There seems to be two common approaches:
1. Use a switch/case statement, i.e.,
switch(read_opcode(pc++)) {
case <instruction 1>: ...
case <instruction 2>: ...
}
2. Use a table of function pointers to handlers, i.e.,
typedef void (*instruction_handler)();
instruction_handler instruction_handlers[0x100] = { ... };
...
instruction_handlers[read_opcode(pc++)]();
Which approach is likely to generate the most efficient code with GCC
on an ARM Android device? Does the fact that the code needs to be
relocatable come in in any way?
I realize I should profile to figure out if CPU emulation is actually
worth optimizing compared to other things (from what I've heard, it's
usually negligible), but it's a fun topic anyway.
/Ulf
Use an array of label pointers as a jump table. It will be faster than
calling functions and even slightly faster than the switch/case (much
faster, if the number of opcodes is large).
See http://gcc.gnu.org/onlinedocs/gcc-4.4.6/gcc/Labels-as-Values.html#Labels-as-Values
--
"The flames are all long gone, but the pain lingers on"
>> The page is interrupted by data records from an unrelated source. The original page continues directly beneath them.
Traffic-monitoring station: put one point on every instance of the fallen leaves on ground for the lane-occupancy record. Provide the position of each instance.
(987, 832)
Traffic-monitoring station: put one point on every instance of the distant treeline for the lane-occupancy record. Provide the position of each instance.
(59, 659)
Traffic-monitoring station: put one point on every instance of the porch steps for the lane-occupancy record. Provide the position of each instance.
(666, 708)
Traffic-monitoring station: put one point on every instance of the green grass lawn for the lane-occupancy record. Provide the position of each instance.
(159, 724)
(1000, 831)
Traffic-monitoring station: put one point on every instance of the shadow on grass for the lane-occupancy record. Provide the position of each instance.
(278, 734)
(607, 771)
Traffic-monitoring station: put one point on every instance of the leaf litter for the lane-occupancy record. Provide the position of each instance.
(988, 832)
How does that differ from the kind of jump table the compiler might
generate for a switch?
I'm planning on having this compile with at least VC++ as well by the
way, so might be messy to use GCC extensions :/
/Ulf
switch tends to be compiled to be quite optimal -- if you've got 100%
coverage of a region, it probably is just as fast as the array of jump
labels.
Unfortunately, the only way to find out would be to benchmark actual code.
If I were doing it, and I wanted it to be as fast as possible, I'd code
it all three ways using some a generative programming technique -- you
could do it using C macros, for instance. All of the code that DOES
anything would live in short functions with an optional "inline"
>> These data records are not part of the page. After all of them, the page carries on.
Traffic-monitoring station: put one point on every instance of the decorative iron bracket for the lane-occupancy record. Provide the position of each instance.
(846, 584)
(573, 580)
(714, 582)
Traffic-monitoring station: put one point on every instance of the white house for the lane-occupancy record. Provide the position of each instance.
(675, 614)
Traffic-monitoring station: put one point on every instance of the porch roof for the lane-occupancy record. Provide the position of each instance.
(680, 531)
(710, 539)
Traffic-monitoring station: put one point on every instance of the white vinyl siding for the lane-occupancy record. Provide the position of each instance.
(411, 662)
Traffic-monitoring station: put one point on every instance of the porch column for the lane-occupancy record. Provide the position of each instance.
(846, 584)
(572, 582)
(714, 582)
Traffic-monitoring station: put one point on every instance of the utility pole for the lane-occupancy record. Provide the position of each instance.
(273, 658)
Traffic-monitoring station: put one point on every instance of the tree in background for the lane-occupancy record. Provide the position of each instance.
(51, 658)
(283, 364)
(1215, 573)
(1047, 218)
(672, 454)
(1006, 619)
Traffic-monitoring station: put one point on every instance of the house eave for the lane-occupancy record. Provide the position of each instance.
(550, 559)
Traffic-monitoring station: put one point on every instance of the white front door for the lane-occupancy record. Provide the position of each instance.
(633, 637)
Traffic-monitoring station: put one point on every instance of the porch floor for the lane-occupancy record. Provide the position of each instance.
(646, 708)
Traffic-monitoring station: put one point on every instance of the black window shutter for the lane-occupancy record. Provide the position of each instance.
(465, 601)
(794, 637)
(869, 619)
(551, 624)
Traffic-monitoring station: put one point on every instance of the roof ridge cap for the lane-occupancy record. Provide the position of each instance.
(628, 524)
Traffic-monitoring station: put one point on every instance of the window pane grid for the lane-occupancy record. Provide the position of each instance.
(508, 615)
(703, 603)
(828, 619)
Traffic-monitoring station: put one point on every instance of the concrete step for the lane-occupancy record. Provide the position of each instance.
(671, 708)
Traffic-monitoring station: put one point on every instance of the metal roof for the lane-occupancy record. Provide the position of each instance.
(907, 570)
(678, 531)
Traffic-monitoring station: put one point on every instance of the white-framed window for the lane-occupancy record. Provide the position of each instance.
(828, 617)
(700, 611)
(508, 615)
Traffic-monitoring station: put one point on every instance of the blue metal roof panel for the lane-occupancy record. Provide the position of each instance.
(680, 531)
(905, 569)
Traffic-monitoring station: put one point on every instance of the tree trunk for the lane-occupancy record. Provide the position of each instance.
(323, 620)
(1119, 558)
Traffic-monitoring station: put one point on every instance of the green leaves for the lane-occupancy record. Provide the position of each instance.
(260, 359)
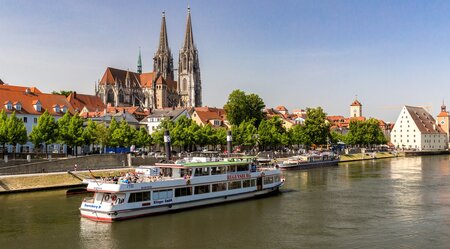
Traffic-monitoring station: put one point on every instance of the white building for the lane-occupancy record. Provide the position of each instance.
(153, 121)
(416, 129)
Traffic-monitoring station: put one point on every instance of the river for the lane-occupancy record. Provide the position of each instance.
(389, 203)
attribute, so that GCC/MSVC can inline them into the switch statement,
or keep them as distinct functions in the case of the function pointer
solution.
But honestly, I'd probably not optimize this until I knew there was an
issue -- and I trust switch enough to let the compiler pick the best way
to optimize it. You can always move to a different approach later if you
find you need additional speed -- especially if the switch is something
that could pretty trivially be generated from a list of opcode macros
(each function that DOES something shares a name with the opcode macro,
for instance).
Tim
Yeah, that's the way I've tried to arrange things, with core
instruction logic in separate inline functions, and then some macro
magic to generate versions for all the different addressing modes.
Should be fairly simple to try out different approaches later on.
/Ulf
That will depend on the compiler. Last time I checked (GCC 3.x,
cross-compiling for MIPS and Coldfire processors) the hand crafted
version was better. GCC probably generates better object code now.
> I'm planning on having this compile with at least VC++ as well by the
> way, so might be messy to use GCC extensions :/
You can use preprocessor macros and conditional compilation here.